On Mon, 9 Apr 2012, =?ISO-8859-1?Q?Terry_N?= wrote:
Hi,
after so many attempts of unsuccessfully restricted and allowed specified
domain from accessing my vhost, I tried the firewall. Firewall did not
work. Not sure where I messed it up. See below, port 80, REJECT ip_address
wasn't working.
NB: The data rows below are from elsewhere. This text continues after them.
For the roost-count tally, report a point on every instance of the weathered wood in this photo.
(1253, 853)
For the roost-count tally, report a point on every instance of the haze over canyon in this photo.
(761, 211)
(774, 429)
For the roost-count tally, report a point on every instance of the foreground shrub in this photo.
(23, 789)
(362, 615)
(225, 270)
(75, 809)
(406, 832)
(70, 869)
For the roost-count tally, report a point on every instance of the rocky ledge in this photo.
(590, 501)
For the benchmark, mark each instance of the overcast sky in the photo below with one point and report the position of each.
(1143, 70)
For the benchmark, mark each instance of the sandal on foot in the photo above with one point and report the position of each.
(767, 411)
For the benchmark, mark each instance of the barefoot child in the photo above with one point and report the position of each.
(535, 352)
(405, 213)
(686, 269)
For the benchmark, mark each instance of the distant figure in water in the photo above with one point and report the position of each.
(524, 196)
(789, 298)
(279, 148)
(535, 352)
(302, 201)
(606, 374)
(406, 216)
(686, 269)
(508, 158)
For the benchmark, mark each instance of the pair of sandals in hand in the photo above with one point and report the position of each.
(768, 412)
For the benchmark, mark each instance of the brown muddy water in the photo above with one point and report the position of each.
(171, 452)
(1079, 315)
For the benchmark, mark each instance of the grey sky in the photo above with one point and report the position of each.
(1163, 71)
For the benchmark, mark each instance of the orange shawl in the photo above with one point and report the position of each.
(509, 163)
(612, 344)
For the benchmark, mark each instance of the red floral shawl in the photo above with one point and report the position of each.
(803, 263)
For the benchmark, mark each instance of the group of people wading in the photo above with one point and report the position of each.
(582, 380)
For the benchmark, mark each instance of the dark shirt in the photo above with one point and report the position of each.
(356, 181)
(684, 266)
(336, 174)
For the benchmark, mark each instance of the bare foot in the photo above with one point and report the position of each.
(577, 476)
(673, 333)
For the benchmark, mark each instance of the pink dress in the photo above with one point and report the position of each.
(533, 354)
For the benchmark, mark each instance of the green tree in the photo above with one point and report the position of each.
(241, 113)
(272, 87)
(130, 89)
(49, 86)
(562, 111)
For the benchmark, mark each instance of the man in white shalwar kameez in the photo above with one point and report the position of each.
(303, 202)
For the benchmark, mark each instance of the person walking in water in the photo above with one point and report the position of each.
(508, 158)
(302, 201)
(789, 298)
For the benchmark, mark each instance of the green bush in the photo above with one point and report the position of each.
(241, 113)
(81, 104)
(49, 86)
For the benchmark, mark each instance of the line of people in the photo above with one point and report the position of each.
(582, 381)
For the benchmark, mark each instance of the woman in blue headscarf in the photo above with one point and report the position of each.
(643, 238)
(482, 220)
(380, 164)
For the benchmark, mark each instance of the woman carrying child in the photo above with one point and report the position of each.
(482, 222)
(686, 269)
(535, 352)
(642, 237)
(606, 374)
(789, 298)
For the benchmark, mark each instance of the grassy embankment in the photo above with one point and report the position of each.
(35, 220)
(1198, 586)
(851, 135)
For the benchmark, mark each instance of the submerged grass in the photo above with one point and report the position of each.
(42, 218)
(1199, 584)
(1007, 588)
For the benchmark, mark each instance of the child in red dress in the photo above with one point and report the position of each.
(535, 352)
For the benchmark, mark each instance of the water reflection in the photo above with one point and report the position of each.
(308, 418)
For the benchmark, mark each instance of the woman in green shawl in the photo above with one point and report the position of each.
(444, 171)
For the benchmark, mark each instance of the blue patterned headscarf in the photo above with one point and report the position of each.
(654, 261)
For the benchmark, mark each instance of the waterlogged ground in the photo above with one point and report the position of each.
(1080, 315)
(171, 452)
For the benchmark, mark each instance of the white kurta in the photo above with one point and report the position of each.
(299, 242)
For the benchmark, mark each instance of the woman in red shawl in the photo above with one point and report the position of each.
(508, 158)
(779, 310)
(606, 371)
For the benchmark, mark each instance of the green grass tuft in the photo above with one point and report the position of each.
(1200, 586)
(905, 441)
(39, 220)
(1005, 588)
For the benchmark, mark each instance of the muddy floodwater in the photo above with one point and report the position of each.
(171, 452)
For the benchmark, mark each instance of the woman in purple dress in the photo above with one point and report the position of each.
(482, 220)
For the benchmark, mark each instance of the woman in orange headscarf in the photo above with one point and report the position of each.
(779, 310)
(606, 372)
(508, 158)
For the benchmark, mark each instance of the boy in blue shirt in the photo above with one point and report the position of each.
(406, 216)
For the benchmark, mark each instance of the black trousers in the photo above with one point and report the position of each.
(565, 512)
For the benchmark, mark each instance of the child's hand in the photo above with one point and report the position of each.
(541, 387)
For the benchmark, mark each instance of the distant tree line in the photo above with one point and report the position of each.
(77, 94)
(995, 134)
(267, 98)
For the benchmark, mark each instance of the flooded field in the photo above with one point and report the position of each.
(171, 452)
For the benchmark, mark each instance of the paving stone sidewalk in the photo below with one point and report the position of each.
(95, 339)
That IP address was my laptop:
<snip apache bits...>
FIREWALL:
*nat
:PREROUTING ACCEPT [0:0]
:OUTPUT ACCEPT [0:0]
:POSTROUTING ACCEPT [0:0]
-A POSTROUTING -o eth+ -j MASQUERADE
COMMIT
*filter
:INPUT ACCEPT [0:0]
:FORWARD ACCEPT [0:0]
:OUTPUT ACCEPT [0:0]
-A INPUT -m state --state ESTABLISHED,RELATED -j ACCEPT
-A INPUT -p icmp -j ACCEPT
So far so good...
-A INPUT -i lo -j ACCEPT
-A INPUT -i eth+ -j ACCEPT
These rule will accept all traffic from lo or any interface with a name
starting with eth...
-A INPUT -m state --state NEW -m tcp -p tcp --dport 22 -j ACCEPT
-A INPUT -p tcp -s 192.168.1.xyz --dport 80 -j REJECT
This attempt to reject the traffic from 192.168.1.xyz to tcp port 80 will
have no effect if the traffic came from lo or eth+ ... For this to have
an effect you probably want to move it above the accepts on eth+ !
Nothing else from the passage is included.